Friday, May 19, 2006

Re: On affirmative action 

Andrew, in the spirit of vigorous debate, I respond to your criticism of my quick post on affirmative action:

If you mean it's not good to speak the truth, perhaps you're right. It's certainly a dangerous proposition for one that points out unpopular truths. However, what I said was not out of line. I have my examples in mind, and they are not the result of racism. I wish that what I saw wasn't the case--I liked many of the people I have in mind, and am friends with them. However, to wish it away and ignore the facts is just as bad as the policies that created said problems.
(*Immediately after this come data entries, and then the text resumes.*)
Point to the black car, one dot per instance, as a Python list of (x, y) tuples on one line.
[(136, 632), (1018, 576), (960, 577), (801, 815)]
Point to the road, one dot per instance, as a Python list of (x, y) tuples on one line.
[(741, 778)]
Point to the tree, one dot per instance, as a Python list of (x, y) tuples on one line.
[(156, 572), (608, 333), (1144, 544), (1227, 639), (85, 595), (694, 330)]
I challenge you to point out why my comments was wrong--rather 'rude and somewhat unfounded'. I'll concede that what I said was 'rude', if you're using a meaning of that word that means that pointing out harsh truths is 'rude'. If that's rude, than let more people be rude. Socrates, although I am certainly no Socrates, was very rude.

Also, I should point out that your criticism wasn't directed at what I actually said: I wrote that some of these students were having a hard time at their studies, that perhaps they weren't adequately prepared for the rigours of the UofC. That's not mean at all--not everyone can jump into the UofC's academic environment and succeed; it certainly requires a good amount of previous learning and a certain amount of talent (these attributes are not tied to race by any means, just to make that clear). These students clearly weren't ready for the UofC. Also, I never said I'd judge people in the future that were minorities and question their achievements. I won't need to: if I'm hiring someone, I'll look up their GPA and transcript and see for myself how they did. I'll base my opinion on facts, and not innuendo, just as I did in the small case of what I said in my previous post.
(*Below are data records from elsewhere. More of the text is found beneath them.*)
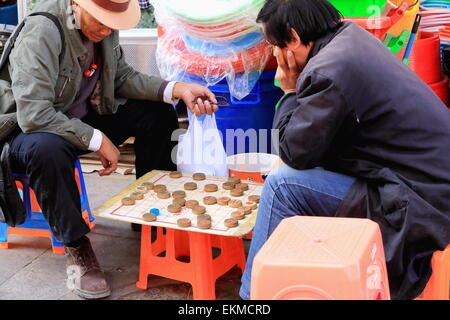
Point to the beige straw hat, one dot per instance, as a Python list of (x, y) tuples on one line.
[(116, 14)]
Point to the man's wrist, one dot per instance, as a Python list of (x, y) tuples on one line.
[(96, 141), (287, 91), (169, 93)]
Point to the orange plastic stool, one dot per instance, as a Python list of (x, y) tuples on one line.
[(320, 258), (438, 287), (35, 224), (160, 258)]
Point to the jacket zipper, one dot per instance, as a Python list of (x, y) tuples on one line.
[(64, 86)]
While the policy of afffirmative action is by definition racist, and it is certainly unjust for the reasons you stipulated, my criticism was a simpler one: these students were getting bad grades and were struggling to such an extent that they would have been better served going to another institution. There's nothing wrong with that criticism by any means, especially since I made explicit that I was speaking with a few students in mind.

Like I said before: the facts can be harsh, especially when they go against what is politically correct. However, Andrew, you should know very well that not all commonly held beliefs are right or just. I was merely pointing that out a specific case: that of affirmative action doing a disservice to the students that it places in environments they're not prepared for, and also to those students whom were denied the environment they were suited for and deserved because they weren't of the right race.

It's a simple opinion, and not racist. Again, tell me why my comments aren't appropriate? I certainly wasn't claiming to be providing 'the answer' to the education gap. I was merely providing a small anecdote. Now, if some racist wanted to take what I said and use it as 'evidence' for their incorrect views, I suppose they could twist what I said. Perhaps that's what you object to, my words being abused by someone else? Let me just say this: if one had to always make sure that what one said was unable to be twisted to support incorrect views, one would never speak.

Remember, one must always maintain perspective and reasonable judgement=) If I was claiming to have a big 'answer' and only delivered that, then I deserve to be castigated. However, I don't have the answer. I merely know what I see. And sometimes what I see is not good (and in this case I relayed some unfortunate things I'd seen). However, I'd rather see the unjust rather than blindly gaze at shadow.